L’Assemblea generale delle Nazioni Unite, nella giornata di ieri, ha adottato la “Dichiarazione di New York”, il testo che mira a rilanciare la prospettiva della soluzione a due Stati tra Israele e Palestina, escludendo ogni coinvolgimento di Hamas. La risoluzione, avanzata da Francia e Arabia Saudita, è stata approvata con 142 voti a favore, 10 contrari – tra cui Israele e il suo principale sponsor, gli Stati Uniti – e 12 astensioni. Il documento condanna esplicitamente il movimento islamico di resistenza e chiede che l’organizzazione deponga le armi.
L’ambasciatore israeliano all’Onu, Danny Danon, è partito subito all’attacco: “Questa è una proposta vuota che ignora completamente la realtà. Questa è una dichiarazione unilaterale che abbraccia le menzogne dei nostri nemici e fornisce sostegno ad Hamas”.

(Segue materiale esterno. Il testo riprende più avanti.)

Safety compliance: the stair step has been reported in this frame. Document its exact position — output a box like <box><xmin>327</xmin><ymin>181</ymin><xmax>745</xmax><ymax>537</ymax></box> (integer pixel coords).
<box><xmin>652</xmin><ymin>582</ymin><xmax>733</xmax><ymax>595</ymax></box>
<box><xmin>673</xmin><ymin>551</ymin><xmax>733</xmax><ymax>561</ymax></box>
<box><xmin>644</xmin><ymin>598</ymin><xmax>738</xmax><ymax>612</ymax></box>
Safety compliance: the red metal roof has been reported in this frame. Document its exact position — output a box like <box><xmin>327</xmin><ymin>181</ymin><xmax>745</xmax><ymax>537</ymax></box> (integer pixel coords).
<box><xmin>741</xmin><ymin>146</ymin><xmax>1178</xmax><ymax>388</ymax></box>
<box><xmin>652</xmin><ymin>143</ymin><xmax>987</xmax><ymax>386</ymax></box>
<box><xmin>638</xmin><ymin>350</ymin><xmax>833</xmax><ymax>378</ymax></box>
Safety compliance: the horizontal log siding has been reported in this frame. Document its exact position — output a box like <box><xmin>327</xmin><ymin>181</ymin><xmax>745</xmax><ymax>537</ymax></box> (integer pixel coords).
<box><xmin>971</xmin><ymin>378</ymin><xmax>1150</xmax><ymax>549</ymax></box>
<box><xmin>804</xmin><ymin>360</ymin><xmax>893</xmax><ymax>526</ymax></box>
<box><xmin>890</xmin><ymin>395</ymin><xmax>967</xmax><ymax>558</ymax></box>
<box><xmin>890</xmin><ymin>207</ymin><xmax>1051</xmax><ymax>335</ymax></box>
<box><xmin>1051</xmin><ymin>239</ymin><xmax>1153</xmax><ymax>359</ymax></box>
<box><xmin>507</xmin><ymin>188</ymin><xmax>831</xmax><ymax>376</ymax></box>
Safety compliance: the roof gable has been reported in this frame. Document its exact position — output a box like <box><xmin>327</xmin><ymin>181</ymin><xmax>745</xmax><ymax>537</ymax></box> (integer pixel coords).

L’esecutivo israeliano punta molto sulla propaganda. Prima dell’attacco israeliano che ha preso di mira i vertici di Hamas a Doha, Netanyahu stava portando avanti “un’intensa campagna diplomatica in Occidente, con particolare attenzione agli Stati Uniti, per screditare il Qatar”. A riferirlo sono state fonti politiche di Tel Aviv al quotidiano panarabo saudita Asharq Al-Awsat, secondo le quali l’obiettivo era “preparare il terreno ad un’operazione su vasta scala” contro l’emirato “dipinto persino come parte integrante dell’asse iraniano”.
Obiettivi e tempi
La differenza più grande è costituita dagli obiettivi. Il ministero della Difesa in Russia ha rivendicato l’occupazione degli insediamenti di Khorosheye, Sosnovka e Novopetrovskoye, nella regione di Dnipropetrovsk. Una volta messe in sicurezza le popolazioni russofone del Donbass e scongiurato il pericolo dell’adesione di Kiev alla Nato, è presumibile che Vladimir Putin possa decidere di mettere fine alle ostilità, guerrafondai europei permettendo. Per Benjamin Netanyahu, al contrario, la questione è più complessa e si chiama “Grande Israele”, uno Stato ebraico dal fiume al mare, che vuol dire fine guerra mai.